The affair and it’s effect on me has taken a back seat because of the need to stabilize our relationship.

You’re allowed to be hurt and angry. This happened, and you have to process it. You are allowed to be pissed off at him, feel betrayed by him, feel hurt by him.

You don’t have to be a martyr to be a good supporter. Your emotions are just as valid and important as his. Yes... if he is imploding he is not going to be able to deal with your emotions, but that doesn’t mean YOU don’t get to deal with your own.

Put your own air mask on before assisting others.
 
Thank you
And you got me to laugh with the air mask metaphor because I picture one dropping down in the shower
My current plan is to back off
I feel everything
It’s trying to navigate those feelings to function
He’s gone, finding himself somewhere again
I don’t want to be a martyr, it seems when I lose my shit it just reaffirms for him that the relationship isn’t going to work.

And that’s not fair
How would you handle the communications/texts that have already started while he’s gone?
I appreciate your advice and support
 
Honestly, when my vet starts in, I just listen. When he’s in a dark place, the more I try to defend myself or “talk sense”, the more it blows up in my face. A lot of times he’s catastrophizing or talking out the shit in his head. I worry when he starts acting.

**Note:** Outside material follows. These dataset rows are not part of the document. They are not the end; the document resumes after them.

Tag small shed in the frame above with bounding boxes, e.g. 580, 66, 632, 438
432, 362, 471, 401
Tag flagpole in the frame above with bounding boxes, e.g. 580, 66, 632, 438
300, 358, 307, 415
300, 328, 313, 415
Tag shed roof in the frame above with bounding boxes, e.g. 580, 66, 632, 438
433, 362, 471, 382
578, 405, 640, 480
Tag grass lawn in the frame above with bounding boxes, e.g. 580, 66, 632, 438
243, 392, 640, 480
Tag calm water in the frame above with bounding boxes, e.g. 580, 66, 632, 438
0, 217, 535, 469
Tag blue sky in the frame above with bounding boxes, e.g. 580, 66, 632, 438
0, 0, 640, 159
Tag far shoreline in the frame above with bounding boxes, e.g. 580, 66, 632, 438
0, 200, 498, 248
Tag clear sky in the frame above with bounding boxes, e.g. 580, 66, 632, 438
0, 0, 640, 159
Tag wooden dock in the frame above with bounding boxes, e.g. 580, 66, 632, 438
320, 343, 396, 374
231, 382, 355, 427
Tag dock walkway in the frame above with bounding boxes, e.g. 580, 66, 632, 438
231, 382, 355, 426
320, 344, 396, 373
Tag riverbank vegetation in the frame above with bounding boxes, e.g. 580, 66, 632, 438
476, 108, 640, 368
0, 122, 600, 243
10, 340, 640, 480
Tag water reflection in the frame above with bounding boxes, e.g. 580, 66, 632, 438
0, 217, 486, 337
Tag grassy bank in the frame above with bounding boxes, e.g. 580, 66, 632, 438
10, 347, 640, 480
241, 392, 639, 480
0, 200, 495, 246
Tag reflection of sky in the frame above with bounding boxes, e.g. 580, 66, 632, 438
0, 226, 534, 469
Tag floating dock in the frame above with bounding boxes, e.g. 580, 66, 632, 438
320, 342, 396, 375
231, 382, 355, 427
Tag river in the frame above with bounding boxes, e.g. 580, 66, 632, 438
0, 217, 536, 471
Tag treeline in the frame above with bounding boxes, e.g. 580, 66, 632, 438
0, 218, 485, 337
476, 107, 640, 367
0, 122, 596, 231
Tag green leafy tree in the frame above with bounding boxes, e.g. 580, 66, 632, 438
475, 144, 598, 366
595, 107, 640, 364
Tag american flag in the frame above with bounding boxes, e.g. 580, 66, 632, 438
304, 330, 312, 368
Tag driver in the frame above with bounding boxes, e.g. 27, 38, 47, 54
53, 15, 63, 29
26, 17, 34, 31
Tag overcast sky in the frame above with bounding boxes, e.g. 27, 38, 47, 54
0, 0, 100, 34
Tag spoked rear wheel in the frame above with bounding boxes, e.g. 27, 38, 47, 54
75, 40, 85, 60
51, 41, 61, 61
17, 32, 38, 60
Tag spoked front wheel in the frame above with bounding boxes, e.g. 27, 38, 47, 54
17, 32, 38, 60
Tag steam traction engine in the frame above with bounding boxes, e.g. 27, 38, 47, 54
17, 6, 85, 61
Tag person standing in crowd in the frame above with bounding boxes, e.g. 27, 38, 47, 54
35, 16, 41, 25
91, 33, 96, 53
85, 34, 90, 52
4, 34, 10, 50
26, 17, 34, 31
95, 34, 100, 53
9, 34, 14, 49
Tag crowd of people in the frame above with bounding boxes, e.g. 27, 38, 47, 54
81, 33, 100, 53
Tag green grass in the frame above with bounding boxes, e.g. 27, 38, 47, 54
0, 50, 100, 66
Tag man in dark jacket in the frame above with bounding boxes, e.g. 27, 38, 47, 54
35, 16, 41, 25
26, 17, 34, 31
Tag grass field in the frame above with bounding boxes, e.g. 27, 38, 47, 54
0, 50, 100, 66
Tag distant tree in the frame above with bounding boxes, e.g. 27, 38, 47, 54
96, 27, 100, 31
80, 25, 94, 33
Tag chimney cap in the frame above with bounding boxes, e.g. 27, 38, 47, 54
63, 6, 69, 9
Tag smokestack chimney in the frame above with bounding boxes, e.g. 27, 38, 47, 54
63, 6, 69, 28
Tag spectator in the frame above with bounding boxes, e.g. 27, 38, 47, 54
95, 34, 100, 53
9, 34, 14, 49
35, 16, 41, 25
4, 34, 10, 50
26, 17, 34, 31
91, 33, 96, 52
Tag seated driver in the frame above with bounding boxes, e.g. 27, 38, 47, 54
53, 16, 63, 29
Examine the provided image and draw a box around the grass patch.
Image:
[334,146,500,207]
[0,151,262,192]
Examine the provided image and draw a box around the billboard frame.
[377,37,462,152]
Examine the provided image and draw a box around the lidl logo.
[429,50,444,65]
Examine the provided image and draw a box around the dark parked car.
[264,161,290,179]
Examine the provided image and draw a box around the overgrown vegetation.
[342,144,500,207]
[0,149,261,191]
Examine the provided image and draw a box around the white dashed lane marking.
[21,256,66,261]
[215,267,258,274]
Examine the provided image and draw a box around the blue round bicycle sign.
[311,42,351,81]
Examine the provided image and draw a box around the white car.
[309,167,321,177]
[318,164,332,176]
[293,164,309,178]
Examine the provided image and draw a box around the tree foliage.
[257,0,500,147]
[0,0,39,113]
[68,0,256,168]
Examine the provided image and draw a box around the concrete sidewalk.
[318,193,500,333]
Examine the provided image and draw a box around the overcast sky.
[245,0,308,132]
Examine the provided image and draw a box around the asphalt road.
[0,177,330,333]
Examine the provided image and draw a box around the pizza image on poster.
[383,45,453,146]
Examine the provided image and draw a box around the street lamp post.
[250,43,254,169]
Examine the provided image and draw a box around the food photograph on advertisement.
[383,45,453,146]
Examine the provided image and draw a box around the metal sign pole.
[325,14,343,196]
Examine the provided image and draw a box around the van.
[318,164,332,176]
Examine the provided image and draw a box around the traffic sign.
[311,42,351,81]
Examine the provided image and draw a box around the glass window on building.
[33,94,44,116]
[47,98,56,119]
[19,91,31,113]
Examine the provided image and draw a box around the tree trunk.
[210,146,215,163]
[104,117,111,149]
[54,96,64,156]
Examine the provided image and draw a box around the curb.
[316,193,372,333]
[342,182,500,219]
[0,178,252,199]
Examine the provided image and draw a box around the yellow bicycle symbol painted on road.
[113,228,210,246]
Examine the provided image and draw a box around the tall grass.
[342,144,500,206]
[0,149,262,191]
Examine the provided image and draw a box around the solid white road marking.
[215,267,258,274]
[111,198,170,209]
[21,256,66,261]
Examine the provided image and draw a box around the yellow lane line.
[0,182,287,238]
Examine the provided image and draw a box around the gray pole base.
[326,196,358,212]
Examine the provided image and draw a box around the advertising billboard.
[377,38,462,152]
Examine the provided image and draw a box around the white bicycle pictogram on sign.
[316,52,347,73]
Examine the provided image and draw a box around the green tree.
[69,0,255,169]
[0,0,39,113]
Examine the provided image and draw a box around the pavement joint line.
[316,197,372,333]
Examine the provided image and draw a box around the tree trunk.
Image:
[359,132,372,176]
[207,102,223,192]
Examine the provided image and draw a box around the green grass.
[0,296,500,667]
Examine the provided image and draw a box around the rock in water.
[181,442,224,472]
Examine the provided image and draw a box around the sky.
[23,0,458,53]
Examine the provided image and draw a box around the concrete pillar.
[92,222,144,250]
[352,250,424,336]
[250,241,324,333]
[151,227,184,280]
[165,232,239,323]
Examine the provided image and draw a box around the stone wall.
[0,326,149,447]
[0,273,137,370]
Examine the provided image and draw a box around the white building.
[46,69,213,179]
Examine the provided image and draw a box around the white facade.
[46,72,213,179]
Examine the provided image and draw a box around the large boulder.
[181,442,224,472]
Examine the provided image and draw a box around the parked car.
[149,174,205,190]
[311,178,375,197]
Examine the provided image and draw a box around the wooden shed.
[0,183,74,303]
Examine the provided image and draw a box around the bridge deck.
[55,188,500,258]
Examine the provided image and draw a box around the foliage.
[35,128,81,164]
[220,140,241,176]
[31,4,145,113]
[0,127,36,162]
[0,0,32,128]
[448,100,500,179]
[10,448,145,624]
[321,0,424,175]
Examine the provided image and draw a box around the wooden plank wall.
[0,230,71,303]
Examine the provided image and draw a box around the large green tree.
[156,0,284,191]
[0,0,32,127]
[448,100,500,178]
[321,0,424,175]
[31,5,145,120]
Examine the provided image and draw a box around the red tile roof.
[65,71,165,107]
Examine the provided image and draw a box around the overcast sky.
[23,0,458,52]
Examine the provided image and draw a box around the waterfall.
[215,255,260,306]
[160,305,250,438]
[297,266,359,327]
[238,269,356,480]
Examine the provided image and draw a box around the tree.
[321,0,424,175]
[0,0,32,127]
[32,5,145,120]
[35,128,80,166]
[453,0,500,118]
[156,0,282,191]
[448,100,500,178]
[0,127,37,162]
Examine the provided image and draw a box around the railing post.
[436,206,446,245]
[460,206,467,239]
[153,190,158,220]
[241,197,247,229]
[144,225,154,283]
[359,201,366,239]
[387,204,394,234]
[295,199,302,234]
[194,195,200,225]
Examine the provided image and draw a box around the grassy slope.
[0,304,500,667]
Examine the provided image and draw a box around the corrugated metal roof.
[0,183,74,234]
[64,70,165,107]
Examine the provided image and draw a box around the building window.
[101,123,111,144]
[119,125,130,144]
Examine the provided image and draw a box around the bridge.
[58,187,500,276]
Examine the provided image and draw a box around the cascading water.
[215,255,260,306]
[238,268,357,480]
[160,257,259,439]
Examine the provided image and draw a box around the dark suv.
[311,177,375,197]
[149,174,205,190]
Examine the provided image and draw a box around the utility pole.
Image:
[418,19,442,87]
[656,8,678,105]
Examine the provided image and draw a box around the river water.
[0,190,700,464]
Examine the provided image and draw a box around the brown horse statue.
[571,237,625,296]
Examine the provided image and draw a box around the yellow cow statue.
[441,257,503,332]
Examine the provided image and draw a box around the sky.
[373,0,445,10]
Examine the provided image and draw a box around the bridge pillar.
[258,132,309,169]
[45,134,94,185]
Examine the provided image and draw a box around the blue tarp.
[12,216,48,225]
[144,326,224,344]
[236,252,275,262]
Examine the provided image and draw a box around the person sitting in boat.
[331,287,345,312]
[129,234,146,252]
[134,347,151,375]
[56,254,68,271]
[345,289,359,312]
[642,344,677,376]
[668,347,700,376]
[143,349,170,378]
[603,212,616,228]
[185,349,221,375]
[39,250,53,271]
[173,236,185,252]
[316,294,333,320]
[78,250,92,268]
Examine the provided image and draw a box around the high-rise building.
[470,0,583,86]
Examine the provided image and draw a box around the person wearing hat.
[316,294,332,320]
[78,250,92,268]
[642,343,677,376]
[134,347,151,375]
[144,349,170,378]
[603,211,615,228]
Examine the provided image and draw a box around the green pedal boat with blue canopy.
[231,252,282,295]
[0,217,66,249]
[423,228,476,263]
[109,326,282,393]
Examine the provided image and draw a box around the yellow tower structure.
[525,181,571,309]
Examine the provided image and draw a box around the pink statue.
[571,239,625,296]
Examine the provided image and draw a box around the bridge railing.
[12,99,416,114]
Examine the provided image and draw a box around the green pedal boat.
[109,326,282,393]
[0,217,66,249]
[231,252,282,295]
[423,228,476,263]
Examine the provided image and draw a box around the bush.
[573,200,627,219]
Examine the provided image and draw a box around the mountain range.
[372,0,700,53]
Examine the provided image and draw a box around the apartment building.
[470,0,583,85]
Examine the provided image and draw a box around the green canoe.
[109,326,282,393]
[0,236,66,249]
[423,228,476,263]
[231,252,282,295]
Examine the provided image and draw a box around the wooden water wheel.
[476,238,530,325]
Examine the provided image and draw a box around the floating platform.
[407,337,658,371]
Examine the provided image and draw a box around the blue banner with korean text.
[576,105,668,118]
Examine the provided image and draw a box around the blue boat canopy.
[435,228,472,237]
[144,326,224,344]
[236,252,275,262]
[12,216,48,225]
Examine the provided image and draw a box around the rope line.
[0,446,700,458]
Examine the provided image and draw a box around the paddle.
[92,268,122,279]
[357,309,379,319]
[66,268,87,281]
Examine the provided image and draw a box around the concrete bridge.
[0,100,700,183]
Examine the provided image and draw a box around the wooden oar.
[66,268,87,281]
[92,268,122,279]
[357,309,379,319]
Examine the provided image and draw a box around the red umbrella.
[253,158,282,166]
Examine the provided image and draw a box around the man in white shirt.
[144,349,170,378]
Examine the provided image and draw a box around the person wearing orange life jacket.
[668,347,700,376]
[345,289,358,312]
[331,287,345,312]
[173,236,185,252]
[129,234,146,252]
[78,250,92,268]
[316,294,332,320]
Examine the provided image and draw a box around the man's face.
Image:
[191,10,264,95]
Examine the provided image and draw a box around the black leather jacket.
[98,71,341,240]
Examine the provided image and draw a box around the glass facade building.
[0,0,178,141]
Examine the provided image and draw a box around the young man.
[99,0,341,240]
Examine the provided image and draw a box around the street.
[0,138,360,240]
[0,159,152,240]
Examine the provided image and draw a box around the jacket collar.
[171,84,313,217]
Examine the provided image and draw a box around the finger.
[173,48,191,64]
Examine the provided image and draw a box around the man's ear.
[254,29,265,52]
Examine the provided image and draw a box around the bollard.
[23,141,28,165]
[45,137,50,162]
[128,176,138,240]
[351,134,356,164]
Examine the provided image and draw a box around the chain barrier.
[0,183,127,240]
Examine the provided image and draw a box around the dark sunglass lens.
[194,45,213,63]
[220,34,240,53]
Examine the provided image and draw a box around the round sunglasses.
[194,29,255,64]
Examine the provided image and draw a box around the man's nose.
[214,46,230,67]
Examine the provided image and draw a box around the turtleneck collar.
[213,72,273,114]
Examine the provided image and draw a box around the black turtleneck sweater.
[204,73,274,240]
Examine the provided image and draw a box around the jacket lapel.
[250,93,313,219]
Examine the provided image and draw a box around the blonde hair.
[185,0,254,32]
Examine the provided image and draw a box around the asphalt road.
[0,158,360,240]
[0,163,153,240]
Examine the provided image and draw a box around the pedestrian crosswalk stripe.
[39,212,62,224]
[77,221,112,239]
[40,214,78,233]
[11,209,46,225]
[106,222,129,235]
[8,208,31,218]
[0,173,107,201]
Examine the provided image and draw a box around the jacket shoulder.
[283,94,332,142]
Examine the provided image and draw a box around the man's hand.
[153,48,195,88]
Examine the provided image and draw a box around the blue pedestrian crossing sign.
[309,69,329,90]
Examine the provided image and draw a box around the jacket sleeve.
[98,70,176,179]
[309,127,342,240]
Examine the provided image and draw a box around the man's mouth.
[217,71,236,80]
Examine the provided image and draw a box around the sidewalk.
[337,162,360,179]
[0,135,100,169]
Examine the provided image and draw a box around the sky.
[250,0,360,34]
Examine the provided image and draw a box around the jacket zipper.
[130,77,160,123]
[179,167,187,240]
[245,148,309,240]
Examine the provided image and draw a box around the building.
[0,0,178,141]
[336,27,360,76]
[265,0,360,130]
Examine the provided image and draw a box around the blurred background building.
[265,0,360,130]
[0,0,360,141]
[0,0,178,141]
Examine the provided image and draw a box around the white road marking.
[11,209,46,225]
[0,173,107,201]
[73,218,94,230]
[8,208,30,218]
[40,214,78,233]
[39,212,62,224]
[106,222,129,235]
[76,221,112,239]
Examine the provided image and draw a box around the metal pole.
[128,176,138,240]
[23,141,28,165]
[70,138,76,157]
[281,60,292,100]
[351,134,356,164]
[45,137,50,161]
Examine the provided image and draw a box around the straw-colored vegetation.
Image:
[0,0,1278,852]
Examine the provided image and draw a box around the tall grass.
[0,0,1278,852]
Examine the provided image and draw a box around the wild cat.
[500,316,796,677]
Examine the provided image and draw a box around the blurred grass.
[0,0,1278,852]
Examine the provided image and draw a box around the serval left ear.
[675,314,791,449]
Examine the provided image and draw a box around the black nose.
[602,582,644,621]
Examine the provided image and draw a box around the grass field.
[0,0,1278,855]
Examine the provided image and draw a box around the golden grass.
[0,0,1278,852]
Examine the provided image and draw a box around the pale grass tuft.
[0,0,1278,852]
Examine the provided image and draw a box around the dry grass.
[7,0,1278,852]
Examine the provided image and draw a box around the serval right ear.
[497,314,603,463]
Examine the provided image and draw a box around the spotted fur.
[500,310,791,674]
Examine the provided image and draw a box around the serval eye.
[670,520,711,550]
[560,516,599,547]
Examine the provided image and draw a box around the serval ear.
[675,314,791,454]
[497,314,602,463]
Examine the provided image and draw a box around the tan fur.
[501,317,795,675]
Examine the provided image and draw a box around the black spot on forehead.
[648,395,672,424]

Honestly I’d just assure him you respect his space and boundaries, and let him know you’re there for him and willing to support him and work on the marriage. No drama, high emotion, or bargaining. Even if he were to leave you immediately there’d be nothing you could say to fix it. It’s nothing you did. It’s his issue and he needs to work on it.

I know it’s hard. You kinda hit a “zen” point though.
 
I know it seems like you should be able to fight and save your husband. Fix him, help him. Fix your marriage. The sad truth is that you are pretty helpless when your partner has a mental illness. He has to do the heavy lifting. You can’t love him better or fix it all by yourself.

It sucks out loud. Being a supporter is pretty f*cking unromantic. It’s possible to make things work though.
 
Honestly, when my vet starts in, I just listen. When he’s in a dark place, the more I try to defend myself or “talk sense”, the more it blows up in my face.

This! Way totally this!

When I am in a dark place it is not possible for me to be rational or think rational or even act rational. If you try to force rational down my throat you will likely see my rage and I will still be unable to understand, grasp, and "get" anything rational at that point.

Just listening is all you can really do. But, it's probably why I hide when in a dark place mentally.